ComposerOfAvantGarde said:


> But perhaps it will be better to put this matter aside for the moment and get back to the topic of the thread.


Come now, CoAG, wouldn't you rather engage in nonsensical bickering that has nothing to do with the topic at hand? It's _in_ this season!


----------



## ComposerOfAvantGarde (Dec 2, 2011)

Crudblud said:


> Come now, CoAG, wouldn't you rather engage in nonsensical bickering that has nothing to do with the topic at hand? It's _in_ this season!

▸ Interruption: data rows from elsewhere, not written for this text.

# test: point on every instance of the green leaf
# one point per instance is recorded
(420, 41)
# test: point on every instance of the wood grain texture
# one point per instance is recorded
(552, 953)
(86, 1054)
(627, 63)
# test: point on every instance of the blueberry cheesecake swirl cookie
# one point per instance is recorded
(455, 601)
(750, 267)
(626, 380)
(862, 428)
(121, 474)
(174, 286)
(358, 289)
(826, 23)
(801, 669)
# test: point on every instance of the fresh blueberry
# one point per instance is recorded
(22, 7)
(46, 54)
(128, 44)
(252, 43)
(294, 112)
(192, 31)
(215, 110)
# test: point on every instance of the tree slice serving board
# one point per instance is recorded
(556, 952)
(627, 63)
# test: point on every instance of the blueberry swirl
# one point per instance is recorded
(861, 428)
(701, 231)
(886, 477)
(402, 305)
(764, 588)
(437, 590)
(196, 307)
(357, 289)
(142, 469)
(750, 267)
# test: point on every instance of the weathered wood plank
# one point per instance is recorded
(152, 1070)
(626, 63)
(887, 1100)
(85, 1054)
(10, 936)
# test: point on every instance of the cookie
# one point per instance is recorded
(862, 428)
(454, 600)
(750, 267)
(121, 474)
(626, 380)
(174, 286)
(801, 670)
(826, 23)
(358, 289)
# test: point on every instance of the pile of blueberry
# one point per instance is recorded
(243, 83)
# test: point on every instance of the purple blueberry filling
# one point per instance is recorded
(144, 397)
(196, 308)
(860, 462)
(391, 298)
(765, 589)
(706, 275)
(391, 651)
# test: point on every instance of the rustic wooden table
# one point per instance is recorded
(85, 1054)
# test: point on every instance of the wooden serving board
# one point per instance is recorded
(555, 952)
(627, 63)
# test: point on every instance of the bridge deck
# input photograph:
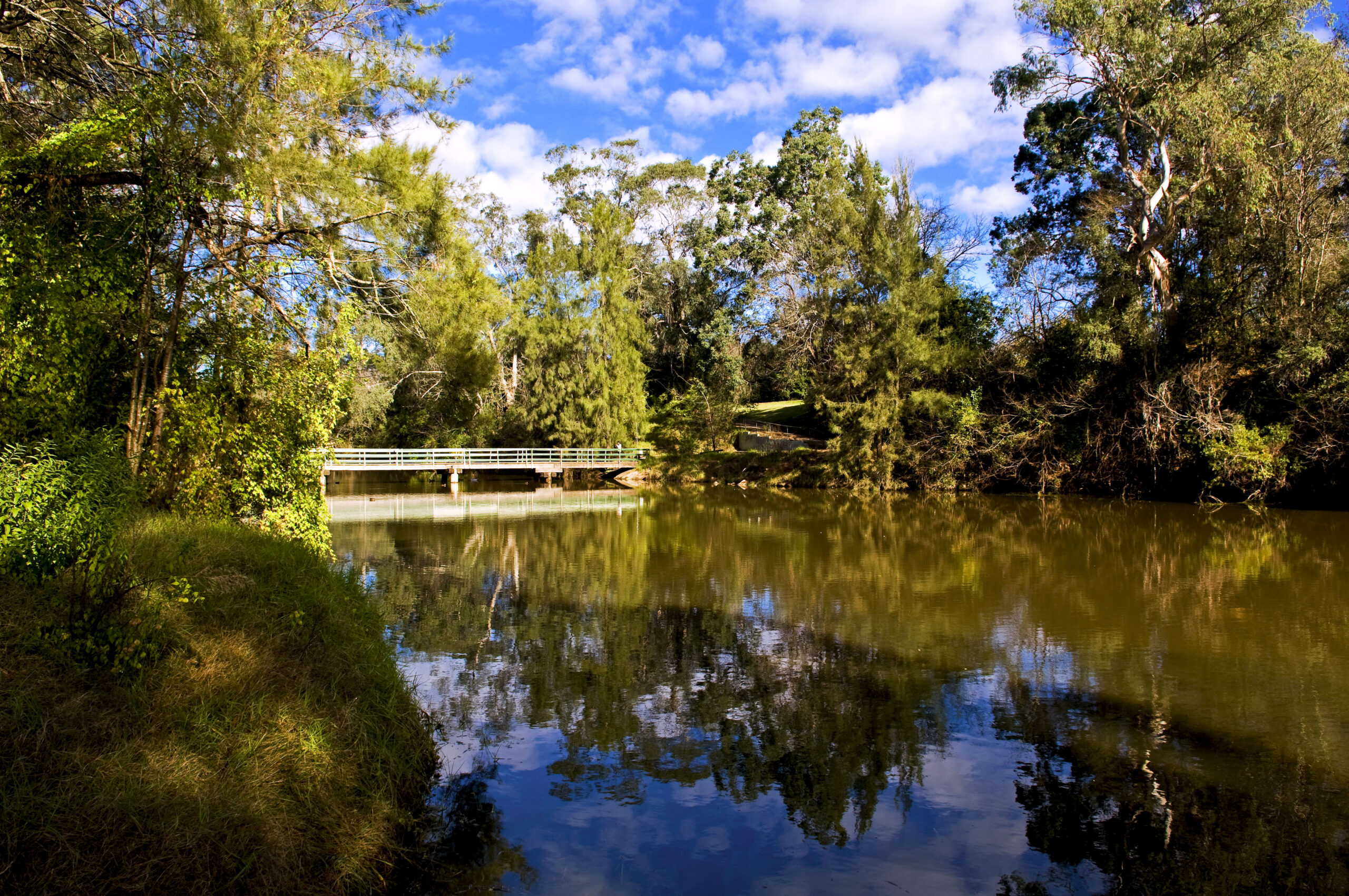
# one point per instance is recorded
(456, 459)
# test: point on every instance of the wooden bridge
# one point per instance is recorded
(451, 462)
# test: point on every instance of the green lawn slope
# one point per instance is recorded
(273, 748)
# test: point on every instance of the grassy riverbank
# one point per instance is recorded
(273, 746)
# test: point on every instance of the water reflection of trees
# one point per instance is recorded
(813, 645)
(1167, 811)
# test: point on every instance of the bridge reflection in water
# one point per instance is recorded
(396, 508)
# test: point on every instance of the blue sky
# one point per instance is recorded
(699, 78)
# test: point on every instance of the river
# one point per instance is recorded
(748, 691)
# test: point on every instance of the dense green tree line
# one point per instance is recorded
(213, 244)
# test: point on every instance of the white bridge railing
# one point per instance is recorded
(481, 458)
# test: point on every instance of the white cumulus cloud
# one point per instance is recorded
(945, 119)
(813, 69)
(506, 160)
(995, 199)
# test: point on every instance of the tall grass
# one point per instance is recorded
(273, 746)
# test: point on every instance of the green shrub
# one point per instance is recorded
(61, 508)
(64, 509)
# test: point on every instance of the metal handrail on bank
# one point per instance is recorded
(481, 457)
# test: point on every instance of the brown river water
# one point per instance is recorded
(760, 691)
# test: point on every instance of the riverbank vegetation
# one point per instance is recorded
(192, 706)
(216, 242)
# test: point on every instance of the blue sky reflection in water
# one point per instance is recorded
(736, 691)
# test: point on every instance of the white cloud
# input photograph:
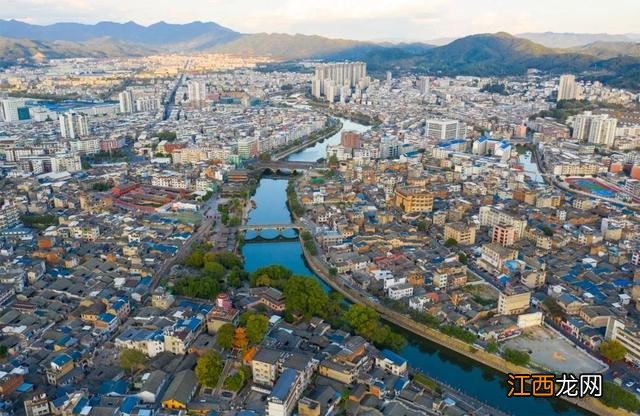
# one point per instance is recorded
(362, 19)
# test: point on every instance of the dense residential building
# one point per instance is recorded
(464, 234)
(627, 335)
(492, 216)
(568, 88)
(413, 200)
(598, 129)
(331, 77)
(443, 130)
(514, 300)
(73, 125)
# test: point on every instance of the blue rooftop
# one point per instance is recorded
(392, 356)
(129, 404)
(284, 383)
(61, 359)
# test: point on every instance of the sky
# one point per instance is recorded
(350, 19)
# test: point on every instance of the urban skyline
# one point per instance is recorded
(405, 20)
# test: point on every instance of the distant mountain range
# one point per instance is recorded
(572, 40)
(157, 34)
(611, 58)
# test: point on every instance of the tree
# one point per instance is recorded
(132, 360)
(516, 357)
(273, 275)
(257, 326)
(213, 270)
(304, 296)
(226, 334)
(450, 242)
(365, 321)
(236, 381)
(203, 287)
(101, 186)
(227, 259)
(208, 368)
(613, 350)
(615, 396)
(240, 340)
(195, 259)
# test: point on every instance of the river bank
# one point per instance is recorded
(317, 137)
(469, 375)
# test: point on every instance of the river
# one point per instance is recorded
(438, 362)
(318, 150)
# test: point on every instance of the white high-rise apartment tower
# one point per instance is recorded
(73, 125)
(10, 109)
(595, 128)
(424, 85)
(442, 130)
(568, 89)
(337, 75)
(126, 102)
(196, 90)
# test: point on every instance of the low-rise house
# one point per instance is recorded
(180, 391)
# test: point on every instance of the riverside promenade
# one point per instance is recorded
(318, 266)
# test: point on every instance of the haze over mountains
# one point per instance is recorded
(610, 58)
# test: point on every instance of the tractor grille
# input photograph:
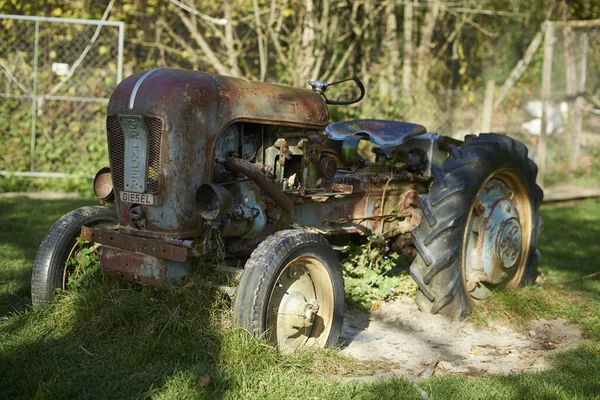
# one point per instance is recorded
(116, 151)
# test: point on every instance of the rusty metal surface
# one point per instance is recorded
(254, 173)
(115, 239)
(195, 108)
(386, 209)
(142, 268)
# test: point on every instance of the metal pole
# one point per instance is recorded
(579, 104)
(120, 55)
(34, 94)
(546, 83)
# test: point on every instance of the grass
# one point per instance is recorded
(121, 341)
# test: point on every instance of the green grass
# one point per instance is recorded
(121, 341)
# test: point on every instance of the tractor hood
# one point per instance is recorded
(183, 113)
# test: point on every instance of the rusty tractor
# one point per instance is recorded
(211, 166)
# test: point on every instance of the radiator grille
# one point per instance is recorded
(116, 151)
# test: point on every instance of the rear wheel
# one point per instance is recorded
(292, 292)
(60, 244)
(480, 228)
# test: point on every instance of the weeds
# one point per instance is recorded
(368, 276)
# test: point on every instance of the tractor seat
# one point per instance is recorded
(381, 132)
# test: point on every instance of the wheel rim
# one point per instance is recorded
(300, 307)
(497, 235)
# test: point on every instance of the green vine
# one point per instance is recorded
(368, 278)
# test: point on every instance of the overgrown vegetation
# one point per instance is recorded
(117, 340)
(372, 275)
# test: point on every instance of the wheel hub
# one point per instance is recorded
(500, 233)
(509, 243)
(297, 311)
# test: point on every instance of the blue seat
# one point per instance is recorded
(381, 132)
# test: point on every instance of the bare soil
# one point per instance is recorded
(423, 345)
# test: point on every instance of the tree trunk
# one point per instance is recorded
(391, 44)
(407, 59)
(425, 45)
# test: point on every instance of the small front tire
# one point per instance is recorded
(292, 292)
(49, 267)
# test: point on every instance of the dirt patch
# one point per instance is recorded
(424, 344)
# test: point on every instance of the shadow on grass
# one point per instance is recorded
(23, 224)
(114, 341)
(574, 375)
(570, 245)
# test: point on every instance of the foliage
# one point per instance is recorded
(83, 265)
(73, 184)
(368, 275)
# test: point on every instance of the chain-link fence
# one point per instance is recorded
(558, 92)
(56, 75)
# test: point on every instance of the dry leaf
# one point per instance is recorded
(204, 381)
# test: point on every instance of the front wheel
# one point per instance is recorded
(481, 225)
(49, 268)
(292, 292)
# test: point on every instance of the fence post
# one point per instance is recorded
(579, 103)
(546, 81)
(488, 106)
(34, 94)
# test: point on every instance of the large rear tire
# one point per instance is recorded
(292, 292)
(481, 225)
(49, 272)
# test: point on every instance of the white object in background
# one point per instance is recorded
(60, 69)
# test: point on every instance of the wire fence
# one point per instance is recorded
(56, 75)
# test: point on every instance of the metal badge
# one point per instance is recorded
(135, 134)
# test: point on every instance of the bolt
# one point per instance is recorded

Okay then, have it your way..........

*SIBELIUS IS AWESOME*


----------



## sharik (Jan 23, 2013)

ComposerOfAvantGarde said:


> you don't like jazz because it does not evoke the same kind of emotions and subjective "meanings and messages" (as you call them) that you get from symphonies


if we take for example pop-music, it does have meanings and messages to convey however shallow those are, but jazz simply has nothing to say because its just hollow rhytms and melodies... and that's from an *objective* point of view, not subjective one.


----------



## ComposerOfAvantGarde (Dec 2, 2011)

sharik said:


> if we take for example pop-music, it does have meanings and messages to convey however shallow those are, but jazz simply has nothing to say because its just hollow rhytms and melodies... and that's from an *objective* point of view, not subjective one.


The phrase "point of view" automatically makes it subjective. 
And your wording: "shallow," "just hollow rhythms and melodies" shows bias.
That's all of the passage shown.